Bride 68 (Tobis). With dialog part English and part German, injected at intervals, usually with the effect of interrupting rather than heightening the rapid, graphic flow of visual imagery, this picture deals with men and women in Australia during the gold rush. The men worked in a harsh country, with a fever that made the values of normal life as remote as the riches of hallucination driving them on. The women came to join them, an adventurous shipload of outcasts, each numbered and assigned in lottery to waiting pioneers. One of the women dies coming over, and the man, a telegraph operator, originally assigned to Bride 68, gets left in the new draw.

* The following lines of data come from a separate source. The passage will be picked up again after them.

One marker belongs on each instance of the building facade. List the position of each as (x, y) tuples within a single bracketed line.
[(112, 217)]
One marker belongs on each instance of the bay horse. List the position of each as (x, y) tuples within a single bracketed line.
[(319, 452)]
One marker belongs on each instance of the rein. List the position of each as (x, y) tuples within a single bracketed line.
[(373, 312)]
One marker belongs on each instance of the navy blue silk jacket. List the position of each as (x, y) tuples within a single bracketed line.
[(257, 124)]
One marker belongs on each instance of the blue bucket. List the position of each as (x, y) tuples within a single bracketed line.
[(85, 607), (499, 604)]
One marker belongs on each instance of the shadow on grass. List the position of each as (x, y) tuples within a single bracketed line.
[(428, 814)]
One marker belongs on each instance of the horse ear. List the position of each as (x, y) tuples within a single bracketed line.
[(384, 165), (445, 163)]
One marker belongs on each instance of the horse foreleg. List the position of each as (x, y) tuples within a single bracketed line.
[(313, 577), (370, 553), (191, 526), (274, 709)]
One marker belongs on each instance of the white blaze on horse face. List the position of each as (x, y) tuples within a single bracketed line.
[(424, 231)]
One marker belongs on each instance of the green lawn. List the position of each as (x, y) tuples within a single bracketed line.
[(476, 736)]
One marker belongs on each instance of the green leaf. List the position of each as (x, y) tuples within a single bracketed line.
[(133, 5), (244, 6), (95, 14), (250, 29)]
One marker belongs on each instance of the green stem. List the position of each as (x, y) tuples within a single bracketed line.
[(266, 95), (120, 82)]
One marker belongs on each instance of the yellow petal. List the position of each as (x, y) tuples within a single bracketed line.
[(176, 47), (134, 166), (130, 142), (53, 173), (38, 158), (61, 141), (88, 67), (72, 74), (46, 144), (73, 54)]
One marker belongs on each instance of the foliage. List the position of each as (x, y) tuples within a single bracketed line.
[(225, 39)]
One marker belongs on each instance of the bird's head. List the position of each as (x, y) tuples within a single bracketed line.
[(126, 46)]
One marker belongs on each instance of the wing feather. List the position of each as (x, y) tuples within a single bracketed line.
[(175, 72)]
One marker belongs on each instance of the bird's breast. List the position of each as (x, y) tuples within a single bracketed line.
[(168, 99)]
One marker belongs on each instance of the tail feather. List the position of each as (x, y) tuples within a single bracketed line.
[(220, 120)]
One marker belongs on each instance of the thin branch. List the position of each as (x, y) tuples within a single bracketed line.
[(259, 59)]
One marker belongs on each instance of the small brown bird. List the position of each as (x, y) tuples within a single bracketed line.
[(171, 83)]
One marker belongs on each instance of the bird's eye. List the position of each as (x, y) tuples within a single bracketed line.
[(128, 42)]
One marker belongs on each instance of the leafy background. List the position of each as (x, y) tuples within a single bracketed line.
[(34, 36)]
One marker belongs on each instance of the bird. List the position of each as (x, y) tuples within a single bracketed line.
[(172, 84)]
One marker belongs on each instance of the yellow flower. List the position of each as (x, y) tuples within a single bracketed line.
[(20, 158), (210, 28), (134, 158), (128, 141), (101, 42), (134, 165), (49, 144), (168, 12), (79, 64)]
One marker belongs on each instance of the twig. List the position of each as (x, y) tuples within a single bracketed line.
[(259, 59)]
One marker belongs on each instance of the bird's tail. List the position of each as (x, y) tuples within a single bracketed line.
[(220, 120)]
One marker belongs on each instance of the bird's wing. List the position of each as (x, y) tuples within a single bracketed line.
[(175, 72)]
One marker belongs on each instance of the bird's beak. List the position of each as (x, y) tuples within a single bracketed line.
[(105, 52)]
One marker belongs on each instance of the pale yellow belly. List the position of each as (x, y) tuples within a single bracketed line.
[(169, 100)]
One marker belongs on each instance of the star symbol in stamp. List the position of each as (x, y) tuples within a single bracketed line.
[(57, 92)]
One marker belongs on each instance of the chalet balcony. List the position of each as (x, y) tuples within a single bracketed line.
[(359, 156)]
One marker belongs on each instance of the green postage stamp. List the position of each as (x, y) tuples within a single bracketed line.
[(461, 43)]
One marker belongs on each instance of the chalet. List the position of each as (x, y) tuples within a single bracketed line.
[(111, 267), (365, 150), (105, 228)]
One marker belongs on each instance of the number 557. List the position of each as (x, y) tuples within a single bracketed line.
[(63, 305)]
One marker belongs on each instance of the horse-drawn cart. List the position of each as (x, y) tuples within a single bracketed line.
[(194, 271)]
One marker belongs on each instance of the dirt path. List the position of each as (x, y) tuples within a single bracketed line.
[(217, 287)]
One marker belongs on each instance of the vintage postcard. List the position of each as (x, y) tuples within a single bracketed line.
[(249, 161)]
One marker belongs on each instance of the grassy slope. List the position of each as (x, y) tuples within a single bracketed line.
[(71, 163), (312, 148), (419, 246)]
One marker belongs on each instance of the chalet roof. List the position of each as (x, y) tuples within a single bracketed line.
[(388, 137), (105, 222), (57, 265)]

The picture is a study of what this does to Telegrapher Conrad Veidt, whose ability to interpret the effect of mental sickness on human behavior surpasses even that of famed Alexander Moissi (TIME, Jan. 6). Veidt plays the part slowly, subtly, compellingly, lifting a superior program picture into authentic tragedy. Best shot: 413 dainty ladies, in costumes of the '90s, on their way to hidden destinies.

The Benson Murder Case (Paramount). This was the first mystery story S. S. Van Dine ever wrote. It is also the least interesting, an approach--none too assured--toward the method he developed in his later books. Paramount hack writers have made it better on the whole with the changes they introduce. Benson, who gets murdered, is a stockbroker. He has ruined several of his customers by selling them out in a market slump and each of the ruined traders has some other, private, reason for killing him. One evening they all meet at Benson's place in the country, where Detective Philo Vance is also a guest. Benson is killed and his murder later detected. William Powell, who has been Philo Vance twice before, plays him again with ease and conviction. Best shot:

Benson's corpse tumbling down the stairs.

Montana Moon (Metro-Goldwyn-Mayer). Equipped with dull and naively vulgar dialog Montana Moon is a retake, admirably photographed, of the sort of picture that was known as a "superfeaturerl in the days when all pictures were westerns and when anything was a superfeature that contained more than a straight western story. The novelty is the introduction into ranch life of Joan Crawford, a girl addicted to the incautious pleasures and frail moral standards of the East. She marries a cowboy, "repents, is on her way back to New York when her train is held up by cowpunchers masquerading as bandits. Finding that the man with a black handkerchief over his face who carries her off is her husband, she experiences a change of heart. Composer Nacio Herb Brown has contributed songs that are chilly parlor phantoms of real cowboy melodies. Cliff Edwards does a little singing. Best shots: Miss Crawford's camel's hair coat, her jodhpurs.

Cock o' the Walk (Sono-Art). Only the most skillful playing could have given a credible air to this complicated and artificial story. It was written by Arturo Mom, motion picture reviewer of La Nation of Buenos Aires, who apparently compiled it by pasting up some of his old notices. He includes a jailbreak, an attempted suicide, a marriage triangle, a race-with-death in fast cars along a headland. The one real and potentially effective suggestion of the picture--the relations between an egotistic young musician and the waif he has married for commercial reasons--is spoiled by Joseph Schildkraut's familiar affectations, his habit of speaking lines of conversation as though he were reciting a Macaulay essay. Silliest shot: the champagne party in the local cabaret.